Immediately after completion of the transaction, UIL will beneficially own or exercise control or direction over, directly or indirectly, 61,046,167 common shares, representing 59.4 per cent of the issued and outstanding common shares, as well as 568,383 common share purchase warrants and $4.25-million aggregate principal amount of loans convertible into up to 34,047,618 common shares. Assuming a full conversion of the convertible loans under which UIL is a lender, and assuming the exercise in full of the warrants held by UIL, UIL would own, or have direction or control over, 95,622,168 common shares, representing in the aggregate approximately 69.6 per cent of the issued and outstanding common shares (on a partially diluted basis).

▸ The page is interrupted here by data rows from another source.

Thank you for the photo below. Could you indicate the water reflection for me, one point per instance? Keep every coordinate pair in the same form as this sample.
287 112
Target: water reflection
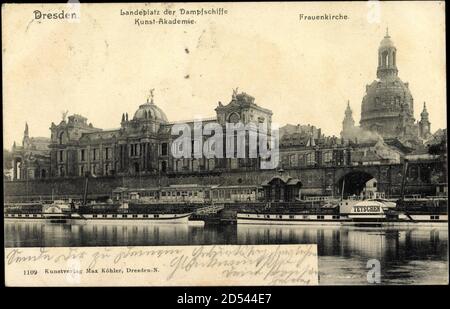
416 255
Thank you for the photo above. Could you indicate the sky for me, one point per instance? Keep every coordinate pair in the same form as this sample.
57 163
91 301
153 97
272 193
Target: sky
304 71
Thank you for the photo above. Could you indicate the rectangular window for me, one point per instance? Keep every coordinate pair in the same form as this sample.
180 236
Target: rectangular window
164 148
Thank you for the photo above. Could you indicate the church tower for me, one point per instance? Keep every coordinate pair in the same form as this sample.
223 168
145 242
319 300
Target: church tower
387 53
424 123
26 137
348 124
388 106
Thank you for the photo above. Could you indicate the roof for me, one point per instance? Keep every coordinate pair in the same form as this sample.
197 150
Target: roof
286 179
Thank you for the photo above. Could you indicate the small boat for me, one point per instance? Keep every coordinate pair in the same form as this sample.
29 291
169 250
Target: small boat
56 212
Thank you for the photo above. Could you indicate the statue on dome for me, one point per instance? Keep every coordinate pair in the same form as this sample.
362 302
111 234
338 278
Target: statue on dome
150 97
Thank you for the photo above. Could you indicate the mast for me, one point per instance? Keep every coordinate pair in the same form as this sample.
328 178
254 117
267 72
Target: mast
405 169
85 189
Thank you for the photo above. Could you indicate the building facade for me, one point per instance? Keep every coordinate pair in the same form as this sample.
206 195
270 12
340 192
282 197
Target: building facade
144 144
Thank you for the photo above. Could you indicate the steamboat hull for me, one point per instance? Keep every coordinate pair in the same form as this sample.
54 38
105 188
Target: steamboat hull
144 219
320 220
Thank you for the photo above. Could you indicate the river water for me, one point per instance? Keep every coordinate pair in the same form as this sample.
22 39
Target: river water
406 256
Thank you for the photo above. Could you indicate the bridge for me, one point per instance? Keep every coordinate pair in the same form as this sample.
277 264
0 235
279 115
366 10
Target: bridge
422 178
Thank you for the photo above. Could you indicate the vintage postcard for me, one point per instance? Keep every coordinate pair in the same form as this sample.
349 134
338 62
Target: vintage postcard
225 144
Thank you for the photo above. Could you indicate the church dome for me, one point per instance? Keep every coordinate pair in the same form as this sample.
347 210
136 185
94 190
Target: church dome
386 98
149 111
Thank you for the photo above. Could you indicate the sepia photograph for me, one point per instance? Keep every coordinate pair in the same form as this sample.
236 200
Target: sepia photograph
225 144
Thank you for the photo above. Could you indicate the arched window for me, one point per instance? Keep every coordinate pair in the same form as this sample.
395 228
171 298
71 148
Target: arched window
385 56
61 137
163 166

The loan agreement described herein has been entered into by UIL for investment purposes. UIL may, from time to time, depending on market and other conditions, increase or decrease its beneficial ownership, control or direction over common shares or other securities of Carebook through market transactions, private agreements, or otherwise.

In accordance with National Instrument 62-103 -- The Early Warning System and Related Take-Over Bid and Insider Reporting Issues, UIL will file an early warning report regarding this transaction on the System for Electronic Document Analysis and Review + (SEDAR+) under Carebook's issuer profile.

About Carebook Technologies Inc.

Carebook's digital health platform empowers its clients and more than 3.5 million members to take control of their health journey. During 2021, the company completed the acquisitions of InfoTech Inc., a global leader in health and productivity risk management, and CoreHealth Technologies Inc., owner of an industry-leading wellness platform. In combination, these companies create a comprehensive digital health platform that includes both assessment tools and the technology to deliver complementary solutions. Carebook's shares trade on the exchange under the symbol CRBK, on the OTC Markets under the symbol CRBKF, and are listed on the open market of the Frankfurt Stock Exchange under the symbol PMM1. Carebook's head office is located at 1400-2045 Stanley St., Montreal, Que., H3A 2V4.